Im November vergangenen Jahres wandte sich die Nelson Mandela Foundation mit einer Bitte an die Öffentlichkeit: Man möge keine weiteren Anfragen für Interviews, Fototermine, Unterstützung, Vermittlung, Präsenz an den 92-Jährigen richten. Der südafrikanische Politiker Mandela hatte sich schon 2004 offiziell aus dem öffentlichen Leben verabschiedet, doch die Stiftung erhielt fünf Jahre danach immer noch 4000 Gesuche im Monat.

Auch Desmond Tutu, südafrikanischer Erzbischof und Friedensnobelpreisträger, wie Nelson Mandela für viele Menschen Quelle der Inspiration und Orientierung sowie "Patron" unzähliger Initiativen und Institutionen, verabschiedete sich im Oktober 2010 weitgehend ins Privatleben: Er wolle weniger Zeit auf Flughäfen verbringen und mit seiner Frau Leah Rooibostee trinken, hatte er im Juli gesagt und seinen 79. Geburtstag zum Rückzugstermin erklärt.

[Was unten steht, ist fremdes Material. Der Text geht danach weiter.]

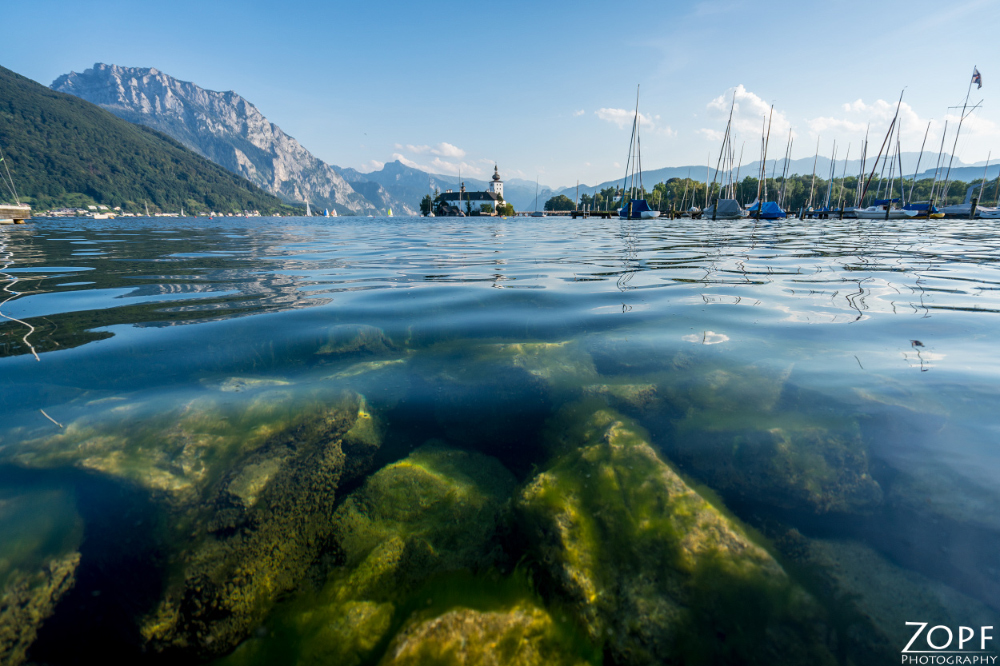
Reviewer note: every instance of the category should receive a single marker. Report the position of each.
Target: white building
(496, 187)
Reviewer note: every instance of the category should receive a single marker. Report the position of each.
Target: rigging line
(13, 295)
(11, 186)
(915, 171)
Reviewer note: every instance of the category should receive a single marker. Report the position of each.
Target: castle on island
(453, 204)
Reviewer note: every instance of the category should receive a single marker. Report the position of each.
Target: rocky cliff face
(222, 126)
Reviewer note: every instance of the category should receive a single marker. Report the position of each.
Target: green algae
(42, 532)
(749, 434)
(260, 530)
(651, 569)
(417, 542)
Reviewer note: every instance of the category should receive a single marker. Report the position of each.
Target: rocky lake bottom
(490, 441)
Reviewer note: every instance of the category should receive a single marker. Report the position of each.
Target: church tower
(496, 185)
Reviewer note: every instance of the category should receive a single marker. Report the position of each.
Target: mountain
(804, 166)
(222, 126)
(63, 150)
(410, 185)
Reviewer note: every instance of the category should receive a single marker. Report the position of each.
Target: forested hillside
(62, 150)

Unpolitischer Patroitismus

Bei der Fußball-Weltmeisterschaft im vergangenen Sommer konnte man noch einmal den Geist der "Rainbow Nation" erleben, von der Desmond Tutu einst nach Nelson Mandelas Amtseinführung als Präsident gesprochen hatte. Während des World Cup sei ein Patriotismus spürbar gewesen, der, erstmals in der Geschichte Südafrikas, keine politische Ansage gewesen sei, sondern einem Gefühl der Freude und Zugehörigkeit Ausdruck verliehen habe, schrieb der Journalist Mark Gevisser. Er sang - zu seiner eigenen Überraschung - zum ersten Mal die ganze Nationalhymne mit, die aus dem alten Kirchenlied "Nkosi Sikelel’ iAfrica" und aus "Die Stem" aus der Apartheid-Zeit besteht. Früher hatte er sich nicht überwinden können, in die Burenhymne einzustimmen, aber nun hörte er seine weißen Landsleute "Nkosi Sikelel’ iAfrica" artikulieren und die schwarzen Mitbürger "Die Stem" schmettern.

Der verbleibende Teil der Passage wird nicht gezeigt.